Therefore, it is desirable to provide a corrosion resistant spring probe to address the above-mentioned deficiencies.
Disclosure of Invention
The invention aims to provide a corrosion-resistant spring probe which has excellent corrosion resistance, avoids the phenomenon of poor electrolysis of a connector in the charging process due to the fact that a needle tube and a needle shaft are easily corroded, prolongs the service life of the spring probe and reduces the cost.
In order to achieve the purpose, the invention provides a corrosion-resistant spring probe, which comprises a needle shaft, a needle tube and a spring, wherein the needle tube is provided with an accommodating cavity, the needle shaft is provided with a needle head end and a needle tail end, the needle tail end is arranged in the accommodating cavity, the needle head end extends out of the accommodating cavity, the spring is positioned in the accommodating cavity, one end of the spring is connected with the needle tail end, the other end of the spring is connected with the inner wall of the accommodating cavity, one of the needle tube and the needle shaft is made of nickel-based alloy or stainless steel, and the other of the needle tube and the needle shaft is made of copper alloy.
Compared with the prior art, the corrosion-resistant spring probe of this application adopts three-piece structure, simple structure, the needle tubing with one of them of needle shaft is nickel base alloy or stainless steel material, and nickel base alloy or stainless steel material have good corrosion resisting property, the needle tubing with one of them another of needle shaft is copper alloy material, and copper alloy material has good electric conductive property, under the mutual collocation of two kinds of materials, makes spring probe not only have good electric conductive property, promotes the electrolytic property when promoting corrosion resisting property, satisfies the heavy current user demand that charges, avoids leading to the bad phenomenon of electrolysis to appear in the charging process because of needle tubing and needle shaft are easily corroded, and multiplicable spring probe's life, reduce cost.
Preferably, the nickel content in the nickel-based alloy is more than or equal to 30 wt.%.
Preferably, one of the needle tube and the needle shaft is made of a nickel-based alloy material, and the other of the needle tube and the needle shaft is made of a copper alloy material.

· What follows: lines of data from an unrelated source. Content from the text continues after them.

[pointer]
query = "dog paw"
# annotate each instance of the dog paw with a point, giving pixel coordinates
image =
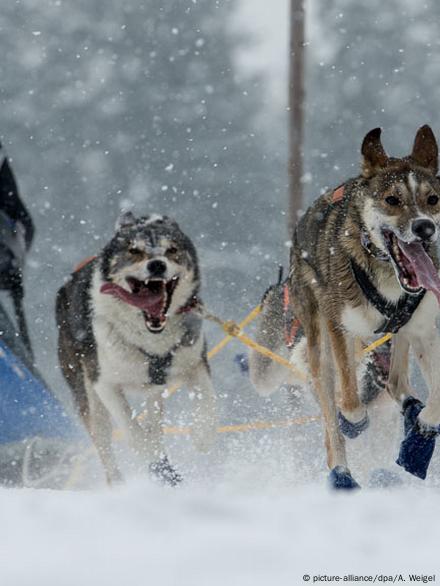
(418, 446)
(242, 361)
(352, 429)
(165, 473)
(340, 478)
(383, 478)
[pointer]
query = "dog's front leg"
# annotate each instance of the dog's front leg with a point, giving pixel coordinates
(353, 418)
(422, 424)
(204, 430)
(322, 371)
(115, 402)
(398, 385)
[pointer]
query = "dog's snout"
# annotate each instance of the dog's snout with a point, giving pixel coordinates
(156, 267)
(423, 229)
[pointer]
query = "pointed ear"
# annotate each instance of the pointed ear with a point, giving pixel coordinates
(425, 149)
(125, 219)
(375, 157)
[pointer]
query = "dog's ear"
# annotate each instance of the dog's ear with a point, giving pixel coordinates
(374, 155)
(125, 219)
(425, 149)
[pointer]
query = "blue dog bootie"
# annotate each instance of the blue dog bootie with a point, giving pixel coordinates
(352, 430)
(418, 446)
(340, 478)
(242, 362)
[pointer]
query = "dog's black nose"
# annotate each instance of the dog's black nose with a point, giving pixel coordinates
(156, 267)
(423, 229)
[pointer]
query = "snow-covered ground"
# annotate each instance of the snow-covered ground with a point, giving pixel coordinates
(256, 512)
(141, 534)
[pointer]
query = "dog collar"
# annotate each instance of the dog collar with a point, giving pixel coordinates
(396, 314)
(372, 249)
(293, 330)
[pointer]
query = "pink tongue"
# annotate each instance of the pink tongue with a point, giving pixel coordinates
(423, 266)
(147, 301)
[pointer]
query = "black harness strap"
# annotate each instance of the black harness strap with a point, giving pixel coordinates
(396, 314)
(158, 367)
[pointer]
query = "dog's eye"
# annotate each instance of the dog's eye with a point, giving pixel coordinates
(135, 251)
(392, 200)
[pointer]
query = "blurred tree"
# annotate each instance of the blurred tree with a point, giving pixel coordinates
(137, 103)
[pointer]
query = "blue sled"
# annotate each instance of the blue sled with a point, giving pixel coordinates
(27, 407)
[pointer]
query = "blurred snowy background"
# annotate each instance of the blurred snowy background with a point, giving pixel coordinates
(179, 107)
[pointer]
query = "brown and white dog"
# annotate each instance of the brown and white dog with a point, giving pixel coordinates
(127, 322)
(364, 262)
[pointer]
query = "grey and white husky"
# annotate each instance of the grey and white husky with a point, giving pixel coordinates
(127, 321)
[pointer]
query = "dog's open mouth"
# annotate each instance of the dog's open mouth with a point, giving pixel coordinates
(413, 265)
(152, 296)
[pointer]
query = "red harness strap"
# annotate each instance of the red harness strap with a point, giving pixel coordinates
(291, 324)
(338, 194)
(84, 263)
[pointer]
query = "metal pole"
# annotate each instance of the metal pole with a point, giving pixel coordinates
(296, 114)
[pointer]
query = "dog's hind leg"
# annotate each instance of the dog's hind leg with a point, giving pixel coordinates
(422, 424)
(321, 368)
(353, 418)
(99, 426)
(398, 384)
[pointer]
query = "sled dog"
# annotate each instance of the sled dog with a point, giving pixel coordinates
(281, 332)
(127, 321)
(363, 263)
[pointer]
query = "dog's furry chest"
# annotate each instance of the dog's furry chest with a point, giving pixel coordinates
(363, 321)
(133, 361)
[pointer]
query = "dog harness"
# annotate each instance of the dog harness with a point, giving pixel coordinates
(293, 330)
(396, 314)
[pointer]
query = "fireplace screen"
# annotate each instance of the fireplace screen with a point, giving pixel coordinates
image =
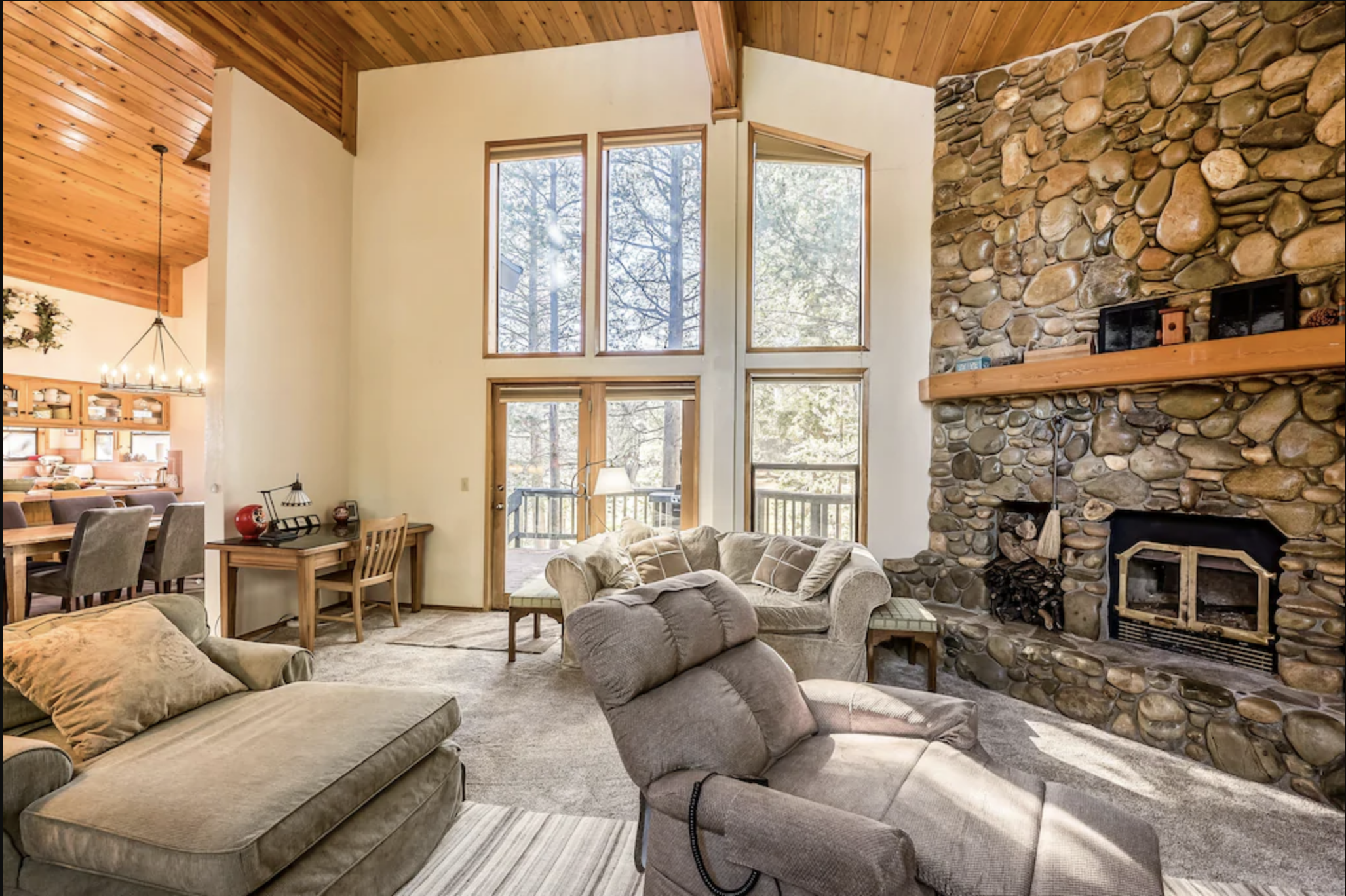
(1208, 591)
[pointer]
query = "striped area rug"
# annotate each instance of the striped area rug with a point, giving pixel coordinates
(503, 851)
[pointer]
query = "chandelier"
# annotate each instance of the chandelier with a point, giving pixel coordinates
(158, 373)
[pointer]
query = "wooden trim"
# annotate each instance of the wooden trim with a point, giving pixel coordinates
(1287, 352)
(489, 335)
(601, 275)
(720, 43)
(863, 158)
(349, 104)
(805, 375)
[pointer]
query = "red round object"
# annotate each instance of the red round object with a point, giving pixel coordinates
(251, 521)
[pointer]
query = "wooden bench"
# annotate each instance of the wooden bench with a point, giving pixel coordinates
(905, 618)
(535, 598)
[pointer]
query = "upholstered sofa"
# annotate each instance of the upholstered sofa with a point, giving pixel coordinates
(288, 787)
(826, 787)
(818, 638)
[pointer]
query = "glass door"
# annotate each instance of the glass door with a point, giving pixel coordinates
(536, 501)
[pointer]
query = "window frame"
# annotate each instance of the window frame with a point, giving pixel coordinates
(601, 301)
(862, 157)
(490, 330)
(804, 376)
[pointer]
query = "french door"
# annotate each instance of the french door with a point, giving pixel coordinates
(550, 440)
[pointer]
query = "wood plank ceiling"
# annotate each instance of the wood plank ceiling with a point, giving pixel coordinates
(88, 88)
(90, 85)
(924, 42)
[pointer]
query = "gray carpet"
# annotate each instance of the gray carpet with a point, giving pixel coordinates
(535, 739)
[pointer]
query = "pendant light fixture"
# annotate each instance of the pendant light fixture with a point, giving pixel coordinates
(158, 375)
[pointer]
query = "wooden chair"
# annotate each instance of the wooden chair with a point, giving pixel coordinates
(380, 556)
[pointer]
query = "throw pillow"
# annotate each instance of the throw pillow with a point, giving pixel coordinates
(739, 555)
(824, 568)
(660, 557)
(613, 567)
(702, 546)
(784, 564)
(106, 680)
(632, 532)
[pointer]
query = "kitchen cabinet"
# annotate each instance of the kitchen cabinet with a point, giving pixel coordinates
(67, 404)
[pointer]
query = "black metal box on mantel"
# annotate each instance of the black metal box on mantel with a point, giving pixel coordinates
(1254, 308)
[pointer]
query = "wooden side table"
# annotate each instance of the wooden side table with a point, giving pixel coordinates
(908, 619)
(535, 598)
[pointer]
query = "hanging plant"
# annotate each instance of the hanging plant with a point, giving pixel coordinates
(33, 320)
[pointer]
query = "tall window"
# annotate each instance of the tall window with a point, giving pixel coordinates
(809, 250)
(536, 248)
(653, 213)
(807, 454)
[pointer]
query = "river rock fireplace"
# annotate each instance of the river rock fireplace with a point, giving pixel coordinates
(1197, 586)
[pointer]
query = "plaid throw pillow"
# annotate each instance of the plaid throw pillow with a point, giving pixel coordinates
(659, 559)
(784, 564)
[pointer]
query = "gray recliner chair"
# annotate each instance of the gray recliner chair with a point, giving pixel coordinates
(868, 790)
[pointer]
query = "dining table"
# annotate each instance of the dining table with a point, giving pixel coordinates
(39, 541)
(306, 556)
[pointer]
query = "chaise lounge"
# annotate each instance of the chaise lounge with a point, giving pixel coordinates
(866, 790)
(287, 787)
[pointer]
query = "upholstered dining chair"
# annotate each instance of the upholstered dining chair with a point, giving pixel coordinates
(106, 555)
(380, 557)
(69, 510)
(180, 551)
(161, 501)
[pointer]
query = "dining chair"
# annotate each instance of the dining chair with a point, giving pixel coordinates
(161, 501)
(106, 555)
(379, 559)
(180, 551)
(69, 510)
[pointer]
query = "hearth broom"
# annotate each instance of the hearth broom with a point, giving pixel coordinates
(1049, 540)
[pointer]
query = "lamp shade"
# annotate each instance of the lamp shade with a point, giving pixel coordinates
(613, 481)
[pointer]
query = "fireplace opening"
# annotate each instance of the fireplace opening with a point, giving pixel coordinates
(1195, 584)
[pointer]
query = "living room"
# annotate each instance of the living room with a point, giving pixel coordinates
(824, 299)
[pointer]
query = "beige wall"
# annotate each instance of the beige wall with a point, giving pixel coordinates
(417, 375)
(279, 319)
(103, 331)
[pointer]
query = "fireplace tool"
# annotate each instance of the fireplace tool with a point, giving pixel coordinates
(1049, 540)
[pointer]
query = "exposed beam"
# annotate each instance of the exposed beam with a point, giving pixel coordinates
(716, 25)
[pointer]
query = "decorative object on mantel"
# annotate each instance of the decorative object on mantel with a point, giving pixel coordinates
(157, 377)
(288, 528)
(33, 320)
(1131, 326)
(1254, 308)
(1079, 350)
(1173, 326)
(251, 521)
(1329, 316)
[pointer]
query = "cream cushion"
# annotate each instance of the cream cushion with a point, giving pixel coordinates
(826, 565)
(660, 557)
(613, 567)
(107, 679)
(784, 564)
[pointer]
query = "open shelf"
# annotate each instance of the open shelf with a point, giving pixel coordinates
(1273, 353)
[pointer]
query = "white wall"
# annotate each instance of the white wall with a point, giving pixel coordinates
(279, 320)
(417, 371)
(103, 331)
(895, 122)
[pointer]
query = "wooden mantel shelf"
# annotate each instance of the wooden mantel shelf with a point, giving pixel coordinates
(1273, 353)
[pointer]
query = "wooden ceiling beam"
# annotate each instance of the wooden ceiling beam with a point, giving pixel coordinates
(719, 31)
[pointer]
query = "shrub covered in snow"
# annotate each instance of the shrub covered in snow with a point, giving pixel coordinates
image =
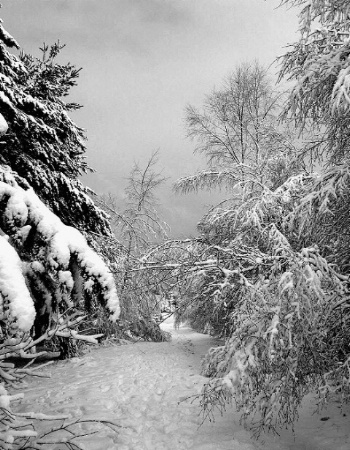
(43, 145)
(57, 269)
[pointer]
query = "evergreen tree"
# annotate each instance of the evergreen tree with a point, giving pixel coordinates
(43, 145)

Correspondingly, the application also provides a corrosion-resistant spring probe, including needle axle, needle tubing and spring, the needle tubing includes first needle tubing and the second needle tubing of coaxial setting, just the pipe diameter of first needle tubing is less than the pipe diameter of second needle tubing, first needle tubing has first holding cavity, the second needle tubing has second holding cavity, first needle tubing suit in the second needle tubing, first holding cavity with second holding cavity communicates with each other and forms the holding cavity, the needle axle has syringe needle end and needle tail end, the needle tail end is located in the holding cavity, the syringe needle end is followed one side of first needle tubing direction and is stretched out the holding cavity is outside, the spring is located in the holding cavity, just the one end of spring is connected the needle tail end, the other end of spring is connected holding cavity bottom, one of them is nickel base alloy or stainless steel material for the needle tubing with the needle axle, the other one of the needle tube and the needle shaft is made of copper alloy material.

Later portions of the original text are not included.